Sunday, June 5, 2011

Real Estate Opinion in WSJ - worth the read


Weitz- a terrific opinion piece by ALEX J. POLLOCK in the Wall Street Journal.

It is nearly five years since the peak of the housing bubble, and that highly leveraged sector, with its $11 trillion in residential mortgage debt, continues to struggle. Home values just posted their biggest quarterly decline since late 2008, largely due to a steady stream of foreclosures.

But if we consider that the housing bubble inflated from roughly 1999 to 2006, that made seven fat years. An ancient authority would suggest that seven lean years should follow. That would mean two more lean years to go—not a bad prediction.

Actually, what we experienced was a double bubble: one in housing and a parallel one in commercial real estate, which has mortgage debt of $2.4 trillion. Both of these sectors used the opening years of the new century to run up leverage and asset prices to an unsustainable 90% increase, with housing peaking in the second quarter of 2006, and commercial real estate in the fourth quarter of 2007.

The causes of the housing bubble—subprime mortgages, adjustable-rate mortgages, government-mandated loans, etc.—are well known. The role of traditional lending by the heavily regulated banking system in the commercial real-estate bubble has received less attention, yet its toll in subsequent bank failures is apparent.

The inevitable bust brought a national price drop of 32% from the peak for housing, and an even steeper 42% drop from the peak for commercial real estate. These erased trillions of dollars of illusory bubble "wealth." The combined drop in market values was greater than $8 trillion—that's more than the GDP of China last year.

Why did house prices fall proportionally less than commercial real-estate prices after they both inflated to the same extent? In part, at least, this reflects large government programs and subsidies to support house prices. But even with this support, the asset prices on which huge amounts of debt had been built shriveled, leaving the debt under water. As an old banker told me long ago, "Just remember this, young man: Assets shrink—liabilities never shrink!" The credit markets for housing and commercial real estate obviously did not remember this classic principle.

We all know too well the result: huge defaults, losses, TARP and more than 350 bank failures—not to mention the failures of government-sponsored enterprises Fannie Mae and Freddie Mac. Even this long after the peaks of the double bubble, much of the debt overhang—or better, hangover—remains to be worked through. The industrial sector has recovered and is growing, with strong profits, cash build-ups, and a bull market in stocks. But the huge real-estate debt hangover continues to weigh down overall economic performance.

Perhaps with some poetic justice, this is the inverse of the situation in the early 2000s, after the collapse of the tech-stock bubble. Then we had an industrial recession and the deflationary pressure from past euphoric overinvestment. Japanese-style deflation was feared and widely discussed. And an answer was found by the Federal Reserve: A housing boom could balance the effects of the industrial recession.

This was the Greenspan Gamble, which intentionally fostered a boom in housing in the 2000s to counter the drag in the aftermath of the 1990s equity bubble.

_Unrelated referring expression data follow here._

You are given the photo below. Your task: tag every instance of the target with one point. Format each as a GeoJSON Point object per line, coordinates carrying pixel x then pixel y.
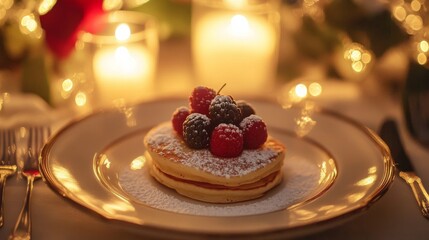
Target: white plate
{"type": "Point", "coordinates": [344, 165]}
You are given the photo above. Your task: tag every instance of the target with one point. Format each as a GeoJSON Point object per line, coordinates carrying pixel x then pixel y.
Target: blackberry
{"type": "Point", "coordinates": [197, 131]}
{"type": "Point", "coordinates": [223, 109]}
{"type": "Point", "coordinates": [200, 99]}
{"type": "Point", "coordinates": [245, 108]}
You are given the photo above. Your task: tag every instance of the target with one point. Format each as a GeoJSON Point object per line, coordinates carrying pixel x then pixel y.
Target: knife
{"type": "Point", "coordinates": [390, 135]}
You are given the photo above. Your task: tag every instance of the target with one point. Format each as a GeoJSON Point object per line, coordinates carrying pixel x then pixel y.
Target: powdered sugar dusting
{"type": "Point", "coordinates": [300, 181]}
{"type": "Point", "coordinates": [166, 142]}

Then-Fed Chairman Alan Greenspan explained to Congress in 2002 that the negative wealth effect from the losses in the stock market was being offset by the positive wealth effect of the rise in housing prices. So it was, at that point. But the desired housing boom grew into another massive bubble.

We now have the Bernanke Gamble to foster high prices for debt and equity securities, thus a positive wealth effect to offset the negative wealth effect of the huge losses in real estate and real-estate debt. Fed Chairman Ben Bernanke's gamble is being wagered on a long period of zero short-term interest rates and by the remarkable expansion of the Fed's own balance sheet, including the purchase of about $1 trillion in mortgage debt—making the Fed, in a sense, the largest savings and loan in the world.

Will it work? Perhaps. But large unrealized losses still need to be realized and swallowed. We will continue to move sluggishly through an extended period of negotiating how these losses will be distributed. Who will take the hit? Delinquent borrowers, banks, investors (domestic and foreign), the government and government-sponsored entities, and the strapped deposit insurance fund are all involved in these contentious negotiations.

The negotiations also involve the role of Fannie Mae and Freddie Mac, which although hopelessly insolvent and having their losses paid for by taxpayers, are nonetheless funding the majority of new mortgage loans with government-backed debt. Their supporters want to continue having them fund mortgages as big as $729,750 to help prop up high-end housing prices. Opponents like me point out that this prevents the necessary return of private capital to mortgage finance.

As the debt hangover works its way through the system, the outlook is for housing to continue along an extended rocky and bumpy bottom, generally moving sideways in nominal terms. Since we will have an overall inflationary regime, real house prices will be falling. After working through the concluding lean years, housing prices can reasonably be expected to regain their long-term trend of increasing a little over 3% per year in nominal terms.

This would take them back to their highs in 10 years or so. If this happens, it will be far better than the performance of Nasdaq stocks, which a decade later have never even remotely approached their bubble high.

Weitz - As tough as it may be, I believe the government needs to stop trying to control the market and let it work itself out. Only then will we achieve a 'real' recovery.